In A City of Broken Glass, Hannah is writing for a Swiss newspaper under her pseudonym, Adelheid Zinsli, and she is sent to cover the Feast of St. Martin in a small Polish town. What should be an easy assignment and a lovely day out rapidly becomes much more serious when Hannah, her son, Anton, and their driver, Fraulein Ivona, find some of the 12,000 Polish Jews that were deported from Germany in the fall of 1938 and then housed in silos and stables.

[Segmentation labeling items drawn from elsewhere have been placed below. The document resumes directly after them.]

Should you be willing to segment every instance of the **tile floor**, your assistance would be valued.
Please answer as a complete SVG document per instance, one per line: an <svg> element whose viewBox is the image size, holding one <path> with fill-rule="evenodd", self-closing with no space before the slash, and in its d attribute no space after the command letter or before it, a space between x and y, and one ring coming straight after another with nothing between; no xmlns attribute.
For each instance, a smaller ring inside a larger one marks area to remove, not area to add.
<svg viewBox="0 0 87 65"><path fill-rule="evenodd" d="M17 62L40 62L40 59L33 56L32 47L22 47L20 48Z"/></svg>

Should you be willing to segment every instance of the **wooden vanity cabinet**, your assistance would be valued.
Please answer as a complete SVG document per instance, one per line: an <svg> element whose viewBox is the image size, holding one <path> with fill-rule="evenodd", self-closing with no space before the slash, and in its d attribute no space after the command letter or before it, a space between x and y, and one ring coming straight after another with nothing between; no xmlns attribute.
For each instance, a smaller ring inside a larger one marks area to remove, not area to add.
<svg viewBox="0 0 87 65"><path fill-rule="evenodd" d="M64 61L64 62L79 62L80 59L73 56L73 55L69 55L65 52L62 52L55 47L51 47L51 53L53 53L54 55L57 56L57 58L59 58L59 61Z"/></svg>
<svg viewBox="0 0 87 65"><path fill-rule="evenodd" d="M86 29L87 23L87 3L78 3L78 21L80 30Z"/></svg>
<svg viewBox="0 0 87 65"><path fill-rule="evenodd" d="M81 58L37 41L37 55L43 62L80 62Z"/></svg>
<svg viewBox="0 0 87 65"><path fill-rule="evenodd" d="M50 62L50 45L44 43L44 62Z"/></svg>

Their plight becomes personal for Hannah when she meets her old friend, Miriam, exhausted, hungry and in labor. Hannah resolves to bring Miriam medical help, and her actions take her right into harm’s way.
Kidnapped by two members of the Gestapo, Hannah is brought back to Berlin, where there is a price on her head. She is rescued by an unlikely duo, but after that, their escape out of Germany is complicated, not only by their lack of passports but by Hannah’s need to find Miriam’s daughter, Ruth, who was left behind when Miriam was taken.
Rebecca Cantrell caught the building tension and horror of the days leading up to Kristallnacht with a vengeance. The implacable and relentless determination of the Reich to eradicate the Jews, the Jewish resolve intermingled with anger and despair, and all through it, the ongoing search for two-year-old Ruth, born of a Jewish mother but with Aryan features, placing her squarely at the center of the spiralling hatred. It would not in the least surprise me to see these books used as textbook examples of what happened during those dark days. Cantrell weaves in so much actual history, it’s hard to believe these are works of fiction.
If you haven’t read the Hannah Vogel series, let me encourage you to do so. You absolutely need to read them in order, beginning with
A Trace of Smoke, Cantrell’s writing is powerful, compelling and altogether human. This is a series not to be missed!